Okay- is it a Ridgid jigsaw? The base matches my barrel-grip Ridgid jigsaw, and I love it!
Later,
Wolf
"Wolf, you shall now be known as "King of the Zip ties." -Pete00t "Wolf and speakers equivalent to Picasso and 'Blue'" -dantheman "He is a true ambassador for this forum and speaker DIY in general." -Ed Froste "We're all in this together, so keep your stick on the ice!" - Red Green aka Steve Smith
New Jigsaw: Ryobi JS651L1
Blade: Bosch T308BO (T type)
Very smooth cut on 3/4" particle board. Nice LED high intensity lamp to follow my line. As you can see in the pic above, the built in dust blower blew all the dust to the right side of my cutting line. Very nice unit compared to my old one.
The next step was to sand the curved edge of the first baffle board perfectly smooth and true to 90 degrees. As suggested by emilime75 above, I wanted to use this first baffle as a template to cut the remaining 5 boards. There will be a total of two backs and four fronts, creating a double thick 1-1/2" baffle.
So, just to perform this one brief sanding operation, I spent an entire day making 3 custom sanding blocks; two curved ones and one straight one. This may seem like overkill, but I thought that if I attempted to sand this edge free hand or by using conventional sanding blocks, I could easily make the edge worse by rounding the edges off or over-sanding the low spots.

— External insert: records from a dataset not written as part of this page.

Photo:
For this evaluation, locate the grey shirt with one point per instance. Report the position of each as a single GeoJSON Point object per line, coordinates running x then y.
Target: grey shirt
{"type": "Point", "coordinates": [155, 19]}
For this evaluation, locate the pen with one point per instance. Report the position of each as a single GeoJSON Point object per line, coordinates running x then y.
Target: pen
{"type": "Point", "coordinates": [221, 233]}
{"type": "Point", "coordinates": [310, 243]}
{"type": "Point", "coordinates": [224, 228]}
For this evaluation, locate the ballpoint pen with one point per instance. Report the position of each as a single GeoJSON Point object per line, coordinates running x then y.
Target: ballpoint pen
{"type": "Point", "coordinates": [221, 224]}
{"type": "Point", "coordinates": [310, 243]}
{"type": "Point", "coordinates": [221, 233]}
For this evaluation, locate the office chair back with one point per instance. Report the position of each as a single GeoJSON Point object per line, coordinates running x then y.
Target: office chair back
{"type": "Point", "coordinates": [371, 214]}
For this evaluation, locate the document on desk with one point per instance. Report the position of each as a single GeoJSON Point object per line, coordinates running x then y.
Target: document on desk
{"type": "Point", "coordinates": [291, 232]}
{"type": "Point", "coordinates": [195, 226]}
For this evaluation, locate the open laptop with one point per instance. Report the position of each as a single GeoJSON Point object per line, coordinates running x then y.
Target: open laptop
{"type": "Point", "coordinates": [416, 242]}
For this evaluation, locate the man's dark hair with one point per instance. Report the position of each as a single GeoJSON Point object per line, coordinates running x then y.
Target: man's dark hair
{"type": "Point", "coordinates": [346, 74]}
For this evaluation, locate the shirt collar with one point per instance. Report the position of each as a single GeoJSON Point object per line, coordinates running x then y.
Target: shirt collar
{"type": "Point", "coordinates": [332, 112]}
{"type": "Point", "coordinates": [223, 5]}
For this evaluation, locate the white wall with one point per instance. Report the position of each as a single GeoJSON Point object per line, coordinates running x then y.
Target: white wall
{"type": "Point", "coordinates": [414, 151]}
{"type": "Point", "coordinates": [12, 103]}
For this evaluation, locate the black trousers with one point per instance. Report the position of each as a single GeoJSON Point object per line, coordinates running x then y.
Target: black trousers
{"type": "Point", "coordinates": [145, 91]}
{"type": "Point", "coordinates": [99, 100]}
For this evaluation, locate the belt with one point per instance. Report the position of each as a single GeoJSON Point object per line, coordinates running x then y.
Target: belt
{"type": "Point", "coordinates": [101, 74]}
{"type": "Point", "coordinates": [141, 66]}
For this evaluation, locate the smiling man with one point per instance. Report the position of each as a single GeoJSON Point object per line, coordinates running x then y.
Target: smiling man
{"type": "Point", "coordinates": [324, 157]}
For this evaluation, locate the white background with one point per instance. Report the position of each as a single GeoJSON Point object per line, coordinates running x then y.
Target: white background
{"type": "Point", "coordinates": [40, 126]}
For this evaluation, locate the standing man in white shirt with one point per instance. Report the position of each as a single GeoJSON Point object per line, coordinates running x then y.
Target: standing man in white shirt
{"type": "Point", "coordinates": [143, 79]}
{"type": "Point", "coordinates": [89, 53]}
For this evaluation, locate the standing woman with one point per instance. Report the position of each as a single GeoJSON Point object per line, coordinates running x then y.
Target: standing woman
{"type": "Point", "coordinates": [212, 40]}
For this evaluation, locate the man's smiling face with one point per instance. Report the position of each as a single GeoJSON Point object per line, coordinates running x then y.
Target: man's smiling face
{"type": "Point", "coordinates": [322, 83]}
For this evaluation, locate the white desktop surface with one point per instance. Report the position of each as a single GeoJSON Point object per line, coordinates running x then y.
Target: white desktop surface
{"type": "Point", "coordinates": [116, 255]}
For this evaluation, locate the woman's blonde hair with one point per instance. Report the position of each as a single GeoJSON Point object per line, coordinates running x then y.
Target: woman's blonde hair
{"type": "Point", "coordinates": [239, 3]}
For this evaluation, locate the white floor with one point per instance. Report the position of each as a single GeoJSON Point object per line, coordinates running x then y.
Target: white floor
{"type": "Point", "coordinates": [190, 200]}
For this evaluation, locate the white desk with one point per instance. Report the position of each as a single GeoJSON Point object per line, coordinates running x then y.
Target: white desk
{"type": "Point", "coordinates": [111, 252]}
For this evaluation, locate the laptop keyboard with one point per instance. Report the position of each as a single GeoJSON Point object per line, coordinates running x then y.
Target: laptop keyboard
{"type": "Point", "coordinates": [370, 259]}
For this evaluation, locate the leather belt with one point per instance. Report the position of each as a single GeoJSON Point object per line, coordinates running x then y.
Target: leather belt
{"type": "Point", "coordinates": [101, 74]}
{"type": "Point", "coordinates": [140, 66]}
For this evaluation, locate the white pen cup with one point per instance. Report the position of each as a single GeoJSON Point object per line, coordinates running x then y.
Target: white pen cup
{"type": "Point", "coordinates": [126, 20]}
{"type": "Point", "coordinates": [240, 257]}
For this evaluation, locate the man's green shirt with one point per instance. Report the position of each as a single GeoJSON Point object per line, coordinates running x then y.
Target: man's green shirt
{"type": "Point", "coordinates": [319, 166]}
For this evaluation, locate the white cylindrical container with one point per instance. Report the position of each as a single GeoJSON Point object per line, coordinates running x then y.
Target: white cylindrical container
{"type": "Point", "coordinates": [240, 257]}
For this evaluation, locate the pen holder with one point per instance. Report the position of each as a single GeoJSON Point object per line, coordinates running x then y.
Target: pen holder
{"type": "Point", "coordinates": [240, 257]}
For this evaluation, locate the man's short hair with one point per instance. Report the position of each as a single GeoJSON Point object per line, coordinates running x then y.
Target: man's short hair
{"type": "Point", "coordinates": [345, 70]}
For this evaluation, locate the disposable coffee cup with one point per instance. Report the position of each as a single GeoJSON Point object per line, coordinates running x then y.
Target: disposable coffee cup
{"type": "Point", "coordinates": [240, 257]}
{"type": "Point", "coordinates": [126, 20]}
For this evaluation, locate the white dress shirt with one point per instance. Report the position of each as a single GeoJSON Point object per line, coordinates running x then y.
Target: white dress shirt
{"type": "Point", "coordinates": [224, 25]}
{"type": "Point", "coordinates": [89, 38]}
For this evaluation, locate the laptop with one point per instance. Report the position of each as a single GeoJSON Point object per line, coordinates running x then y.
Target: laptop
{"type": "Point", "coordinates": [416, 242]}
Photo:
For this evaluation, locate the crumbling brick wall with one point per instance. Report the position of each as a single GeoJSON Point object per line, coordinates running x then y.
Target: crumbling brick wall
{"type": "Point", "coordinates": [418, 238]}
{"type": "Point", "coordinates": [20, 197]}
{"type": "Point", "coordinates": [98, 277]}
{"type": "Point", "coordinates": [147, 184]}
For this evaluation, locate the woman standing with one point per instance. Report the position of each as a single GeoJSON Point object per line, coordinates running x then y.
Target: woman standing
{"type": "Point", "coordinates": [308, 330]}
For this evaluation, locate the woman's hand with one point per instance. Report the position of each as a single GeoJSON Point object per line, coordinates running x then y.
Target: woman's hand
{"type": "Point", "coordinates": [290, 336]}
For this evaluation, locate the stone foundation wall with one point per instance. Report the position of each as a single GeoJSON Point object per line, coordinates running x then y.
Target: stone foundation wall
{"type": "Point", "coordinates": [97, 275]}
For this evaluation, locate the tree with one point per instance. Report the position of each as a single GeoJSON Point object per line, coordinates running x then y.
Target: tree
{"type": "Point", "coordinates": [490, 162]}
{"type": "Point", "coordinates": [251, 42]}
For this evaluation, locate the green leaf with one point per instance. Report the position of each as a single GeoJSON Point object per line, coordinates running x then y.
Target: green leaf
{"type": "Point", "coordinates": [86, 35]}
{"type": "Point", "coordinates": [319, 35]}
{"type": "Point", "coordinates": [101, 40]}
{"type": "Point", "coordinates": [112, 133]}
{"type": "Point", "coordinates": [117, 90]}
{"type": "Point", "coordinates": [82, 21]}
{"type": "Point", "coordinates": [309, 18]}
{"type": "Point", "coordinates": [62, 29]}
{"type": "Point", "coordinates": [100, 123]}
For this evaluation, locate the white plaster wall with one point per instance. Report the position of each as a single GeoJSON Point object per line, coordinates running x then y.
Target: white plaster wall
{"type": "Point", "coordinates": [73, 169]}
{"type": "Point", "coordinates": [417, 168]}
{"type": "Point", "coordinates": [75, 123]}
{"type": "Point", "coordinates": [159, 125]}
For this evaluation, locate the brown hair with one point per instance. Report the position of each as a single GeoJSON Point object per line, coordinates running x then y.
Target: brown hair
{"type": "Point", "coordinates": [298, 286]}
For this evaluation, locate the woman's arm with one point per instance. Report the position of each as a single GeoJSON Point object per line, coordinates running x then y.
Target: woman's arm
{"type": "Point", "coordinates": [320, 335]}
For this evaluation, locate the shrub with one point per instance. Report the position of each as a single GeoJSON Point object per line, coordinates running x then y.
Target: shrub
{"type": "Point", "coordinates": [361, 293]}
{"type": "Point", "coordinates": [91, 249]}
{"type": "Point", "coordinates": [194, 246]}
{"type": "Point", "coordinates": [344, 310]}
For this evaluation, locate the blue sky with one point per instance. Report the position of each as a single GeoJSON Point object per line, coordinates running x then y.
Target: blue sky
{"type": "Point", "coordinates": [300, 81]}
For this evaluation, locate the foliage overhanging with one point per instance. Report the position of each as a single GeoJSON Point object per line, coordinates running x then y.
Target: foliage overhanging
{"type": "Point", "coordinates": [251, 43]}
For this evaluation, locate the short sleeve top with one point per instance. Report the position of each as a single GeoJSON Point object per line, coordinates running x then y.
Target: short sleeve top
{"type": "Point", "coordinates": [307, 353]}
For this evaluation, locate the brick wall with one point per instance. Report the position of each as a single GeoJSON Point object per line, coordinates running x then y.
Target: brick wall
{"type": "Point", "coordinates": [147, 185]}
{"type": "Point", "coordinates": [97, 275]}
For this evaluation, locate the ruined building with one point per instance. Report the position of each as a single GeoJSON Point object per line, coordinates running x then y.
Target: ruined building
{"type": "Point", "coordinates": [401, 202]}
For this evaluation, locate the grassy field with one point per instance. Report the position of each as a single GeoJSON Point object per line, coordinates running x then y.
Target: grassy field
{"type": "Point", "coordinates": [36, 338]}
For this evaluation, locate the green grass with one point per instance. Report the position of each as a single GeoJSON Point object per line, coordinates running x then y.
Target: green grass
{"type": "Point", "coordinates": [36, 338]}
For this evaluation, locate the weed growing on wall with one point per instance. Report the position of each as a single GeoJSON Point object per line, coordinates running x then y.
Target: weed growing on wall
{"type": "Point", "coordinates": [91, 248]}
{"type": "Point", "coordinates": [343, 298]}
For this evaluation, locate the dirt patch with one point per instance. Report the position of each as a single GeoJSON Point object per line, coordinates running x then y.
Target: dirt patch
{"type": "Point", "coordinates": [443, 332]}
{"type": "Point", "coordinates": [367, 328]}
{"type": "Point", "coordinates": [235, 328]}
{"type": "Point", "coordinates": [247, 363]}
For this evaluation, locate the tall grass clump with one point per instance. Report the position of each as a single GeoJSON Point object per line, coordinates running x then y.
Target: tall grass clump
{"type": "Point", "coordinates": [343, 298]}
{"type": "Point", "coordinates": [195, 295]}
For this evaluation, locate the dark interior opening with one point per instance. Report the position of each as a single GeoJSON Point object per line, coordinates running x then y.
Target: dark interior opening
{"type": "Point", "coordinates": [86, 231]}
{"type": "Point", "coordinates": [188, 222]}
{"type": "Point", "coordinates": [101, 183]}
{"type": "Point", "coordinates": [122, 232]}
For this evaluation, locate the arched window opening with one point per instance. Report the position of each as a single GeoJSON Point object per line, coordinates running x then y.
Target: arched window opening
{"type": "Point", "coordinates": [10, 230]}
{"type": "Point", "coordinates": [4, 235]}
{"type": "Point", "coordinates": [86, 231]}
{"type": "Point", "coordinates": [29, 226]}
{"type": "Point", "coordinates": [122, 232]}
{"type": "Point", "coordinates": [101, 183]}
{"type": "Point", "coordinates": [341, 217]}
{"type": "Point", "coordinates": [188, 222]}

To make the curved blocks, I started by bolting an extension onto my router's circle cutting guide. Then I cut two large radius arcs from 1-1/8" thick particle board material (see attached pic). One radius was 35" and the other was 15". These two arcs matched the radii of the two curves used to make the initial paper template. I then glued 1-1/8" strips of 100 grit sandpaper along the curved edges.
Then, by gluing flat blocks onto these curved pieces, I fashioned them into custom sanding blocks (see attached pic). These blocks always remained at 90 degrees perpendicular to the baffle at I slowly applied downward and inward pressure to sand the curves smooth.
To prevent sawdust from building up on the inside edge and messing up the sanding operation, I offset slightly and then glued some curved 3/16" hardwood pieces to the inside of the sanding block. This provided a relief channel for sawdust to exit as I sanded the edge. (see attached pic).
This all worked quite well. Using the custom blocks, it took me about 15 minutes to lightly sand all of the curved edges and straight line areas smooth at a perfect 90 degree angle.